Lua states aren't shared between the different script interfaces, that's the case in 0.3.x series, 0.4 series, I don't know if this changed in 1.x series but I doubt.

Global libs just means is a common lib along the different script interfaces but it doesn't mean the state is global, a variable can be global inside it owns scripting interface ( you can share variables between scripts of the same interface ) but it won't be shared between the different states.

The reason why global lib and "{interface}/lib" (eg: talkactions/libs) exist is because sometimes there are functions/variables that are common for the different script interfaces in that case they go to the global lib, but sometimes there are functions/variables that are only needed / used exclusively by a script interface (the best example for this case is the spells lib)
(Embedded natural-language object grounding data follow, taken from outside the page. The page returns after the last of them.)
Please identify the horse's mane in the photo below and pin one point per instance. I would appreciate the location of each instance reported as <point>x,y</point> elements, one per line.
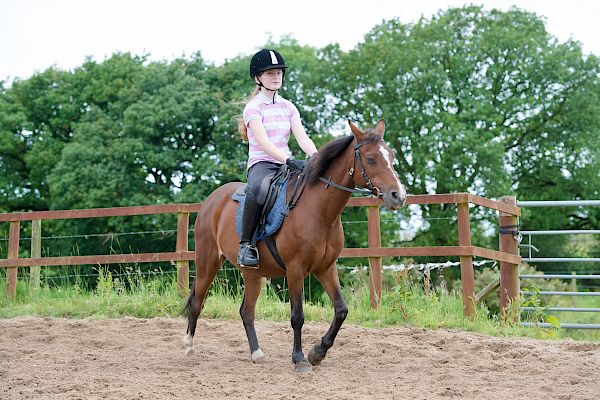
<point>330,151</point>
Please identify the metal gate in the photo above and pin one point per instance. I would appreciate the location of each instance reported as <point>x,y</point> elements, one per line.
<point>533,260</point>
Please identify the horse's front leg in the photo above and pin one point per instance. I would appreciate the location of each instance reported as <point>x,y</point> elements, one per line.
<point>296,288</point>
<point>252,286</point>
<point>330,281</point>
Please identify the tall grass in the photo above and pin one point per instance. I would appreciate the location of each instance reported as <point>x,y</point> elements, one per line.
<point>139,296</point>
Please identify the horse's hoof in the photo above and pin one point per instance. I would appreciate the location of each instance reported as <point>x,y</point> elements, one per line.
<point>303,367</point>
<point>315,358</point>
<point>188,345</point>
<point>256,356</point>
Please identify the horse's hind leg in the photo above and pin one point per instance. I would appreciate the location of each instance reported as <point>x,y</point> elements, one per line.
<point>330,281</point>
<point>207,265</point>
<point>252,287</point>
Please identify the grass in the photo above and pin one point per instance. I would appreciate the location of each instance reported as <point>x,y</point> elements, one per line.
<point>141,297</point>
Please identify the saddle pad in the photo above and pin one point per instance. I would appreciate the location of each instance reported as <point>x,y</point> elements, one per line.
<point>275,217</point>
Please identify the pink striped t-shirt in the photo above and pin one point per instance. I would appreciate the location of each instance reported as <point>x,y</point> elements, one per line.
<point>277,119</point>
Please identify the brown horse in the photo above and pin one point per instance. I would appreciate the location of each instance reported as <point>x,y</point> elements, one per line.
<point>309,241</point>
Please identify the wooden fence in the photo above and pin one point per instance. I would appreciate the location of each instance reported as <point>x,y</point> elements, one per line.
<point>507,255</point>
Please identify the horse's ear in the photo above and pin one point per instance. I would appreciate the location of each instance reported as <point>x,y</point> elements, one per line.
<point>356,131</point>
<point>380,127</point>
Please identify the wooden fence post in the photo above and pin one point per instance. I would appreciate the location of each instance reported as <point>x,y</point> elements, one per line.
<point>183,266</point>
<point>36,252</point>
<point>509,273</point>
<point>13,252</point>
<point>467,277</point>
<point>374,240</point>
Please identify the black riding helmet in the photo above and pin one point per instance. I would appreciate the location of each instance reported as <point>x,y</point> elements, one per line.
<point>264,60</point>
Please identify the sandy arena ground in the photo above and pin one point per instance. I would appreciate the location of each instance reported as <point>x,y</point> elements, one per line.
<point>47,358</point>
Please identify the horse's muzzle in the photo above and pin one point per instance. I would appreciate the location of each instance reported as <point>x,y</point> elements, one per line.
<point>395,199</point>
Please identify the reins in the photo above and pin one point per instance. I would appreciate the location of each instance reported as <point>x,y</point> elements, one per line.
<point>370,190</point>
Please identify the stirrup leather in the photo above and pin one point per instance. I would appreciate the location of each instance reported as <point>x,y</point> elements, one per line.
<point>248,256</point>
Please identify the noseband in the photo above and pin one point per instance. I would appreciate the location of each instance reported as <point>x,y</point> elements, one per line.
<point>370,190</point>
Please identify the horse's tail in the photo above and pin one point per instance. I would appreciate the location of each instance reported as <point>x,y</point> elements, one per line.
<point>186,309</point>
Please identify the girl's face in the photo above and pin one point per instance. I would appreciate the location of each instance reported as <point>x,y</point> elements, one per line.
<point>272,78</point>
There been multiple attemps to share the lua states in TFS in the past, you can find those attempts by searching in the forum, but each attempt had small problems/bugs.

There are workarounds to have real "global variables":
- you could use a global storage value as string (in 0.3.x series was possible to set string values to storages, but apparently they removed this on 1.x series)
- you could use a database table ( I highly dont recommend this, big waste )
- you could use tmp files and I/O functions ( I highly dont recommend this, big waste )

but the best solution is to do it via sources ( you could have a std map somewhere in sources and link it to lua functions, since is in sources it will be shared along all the lua states [same way how global storages work] ) if your user title is real this solution shouldn't be hard at all to implement.

good luck
It did change in 1.x. everything is global (with exceptions) and about the topic I've said already the best would be editting the source but if you can't do that just use globalstorages with strings and serialize the table you want there.